Paterson served in the Bermondsey Battalion (the Queens) of the London Regiment during World War I, enlisting as a private but reaching the rank of Captain and receiving a Military Cross. As a result of his close involvement in Talbot House during the Great War, he became the first chairman of the executive committee of the charitable organisation that grew out of it Toc H.

In 1922, he was appointed Commissioner of Prisons and Director of Convict Prisons, a position he held until his retirement in 1946.

During his period as Commissioner of Prisons, Paterson used Wakefield Prison as a testing ground for his reforms, such as establishing a farm within the prison in which inmates could learn agricultural skills. Prisoners were also allowed to earn small sums working, attend training courses and participate in games. In his view, the security of a prison's system was very important but it should not be dehumanizing. Among his initiatives to improve the prison system, he pointed out the problem of isolating prisoners, imposing the use of prison uniforms, and not monitoring prisoners after their release. In his views, the prison system should not dehumanize:

It should further provide such humanising and socialising influences as may be introduced from the normal world outside, and so far as is compatible with discipline and control, allow each man to develop along the lines of his own personality.
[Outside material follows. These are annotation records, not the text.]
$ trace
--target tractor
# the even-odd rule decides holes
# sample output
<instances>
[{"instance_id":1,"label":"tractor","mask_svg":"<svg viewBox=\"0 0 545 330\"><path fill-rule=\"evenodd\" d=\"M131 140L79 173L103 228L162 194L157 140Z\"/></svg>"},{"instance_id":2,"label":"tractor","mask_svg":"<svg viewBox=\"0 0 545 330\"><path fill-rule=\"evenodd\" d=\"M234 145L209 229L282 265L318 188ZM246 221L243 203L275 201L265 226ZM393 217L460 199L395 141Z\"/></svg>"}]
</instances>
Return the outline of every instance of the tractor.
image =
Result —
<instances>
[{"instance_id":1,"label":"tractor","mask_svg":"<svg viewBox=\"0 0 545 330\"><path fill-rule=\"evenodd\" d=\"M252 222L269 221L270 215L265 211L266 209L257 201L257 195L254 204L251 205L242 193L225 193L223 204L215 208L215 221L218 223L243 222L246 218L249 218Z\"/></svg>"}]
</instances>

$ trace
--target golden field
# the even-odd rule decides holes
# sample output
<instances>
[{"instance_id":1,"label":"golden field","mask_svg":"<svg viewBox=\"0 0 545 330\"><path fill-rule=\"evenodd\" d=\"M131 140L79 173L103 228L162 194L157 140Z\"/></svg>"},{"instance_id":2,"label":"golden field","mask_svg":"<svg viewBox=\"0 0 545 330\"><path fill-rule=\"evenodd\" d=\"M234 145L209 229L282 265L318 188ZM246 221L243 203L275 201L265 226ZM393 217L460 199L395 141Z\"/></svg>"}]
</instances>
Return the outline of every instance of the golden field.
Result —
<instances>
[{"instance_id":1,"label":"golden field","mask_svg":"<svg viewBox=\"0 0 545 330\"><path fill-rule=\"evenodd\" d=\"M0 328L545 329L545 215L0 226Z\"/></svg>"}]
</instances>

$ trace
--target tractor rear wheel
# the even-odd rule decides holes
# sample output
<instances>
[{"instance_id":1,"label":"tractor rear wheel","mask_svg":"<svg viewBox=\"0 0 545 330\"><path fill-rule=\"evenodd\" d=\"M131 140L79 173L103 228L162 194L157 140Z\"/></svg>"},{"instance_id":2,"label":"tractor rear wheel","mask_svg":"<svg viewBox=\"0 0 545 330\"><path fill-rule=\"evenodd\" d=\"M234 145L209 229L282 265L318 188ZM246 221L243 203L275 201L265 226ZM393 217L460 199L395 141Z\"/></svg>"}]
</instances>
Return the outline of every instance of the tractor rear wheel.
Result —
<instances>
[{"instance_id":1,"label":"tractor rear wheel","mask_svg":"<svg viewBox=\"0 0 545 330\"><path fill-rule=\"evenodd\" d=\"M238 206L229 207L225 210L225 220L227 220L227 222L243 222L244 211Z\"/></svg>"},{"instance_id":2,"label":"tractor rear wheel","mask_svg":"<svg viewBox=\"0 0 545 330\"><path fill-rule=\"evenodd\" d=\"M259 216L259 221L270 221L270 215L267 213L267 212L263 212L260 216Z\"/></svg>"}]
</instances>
To seek the production of a uniform type is to war against God who made men different, and to deprive a human being of that personality which should be his cherished possession. When the dangers of imprisonment have been averted, or at any rate mitigated, the administration is unlikely to rest content. It cannot be content merely to remit to society after an appropriate period a felon who is just the same in heart and character as when he lost his freedom. Nor indeed is it credible that any man should endure such an experience without any change. The prison authorities aim a little higher, and try to make their regime such that in all cases where an improvement can be effected within the circumscribed limits of prison life, a man shall receive some definite training in habit and character.
— Paterson's The Prison Problem of America

During his long tenure he became the foremost authority on prisons in the world, visited many countries throughout the Empire and beyond to advise on penal matters, and was an expert witness before many parliamentary and departmental committees. In 1935 at the International Penal and Penitentiary Congress held in Berlin he led a successful attempt to thwart the Nazis hijacking the whole conference for propaganda purposes. During the Second World War, apart from visiting the West African colonies and war-blasted Malta, he was sent to Canada to sort the refugee sheep from the Nazi goats among the 'enemy alien' internees' sent there from Britain. His report on this issue is as a compassionate response as it is a searing indictment of their treatment, and, as with so many of his reports, immensely readable and hugely effective. Stricken with malaria and worn out by his exertions, he reluctantly retired at the end of 1946 from his post as Commissioner, although he was retained as a consultant by his colleagues.

Paterson was knighted in 1947 and died shortly afterwards in London at the age of 62.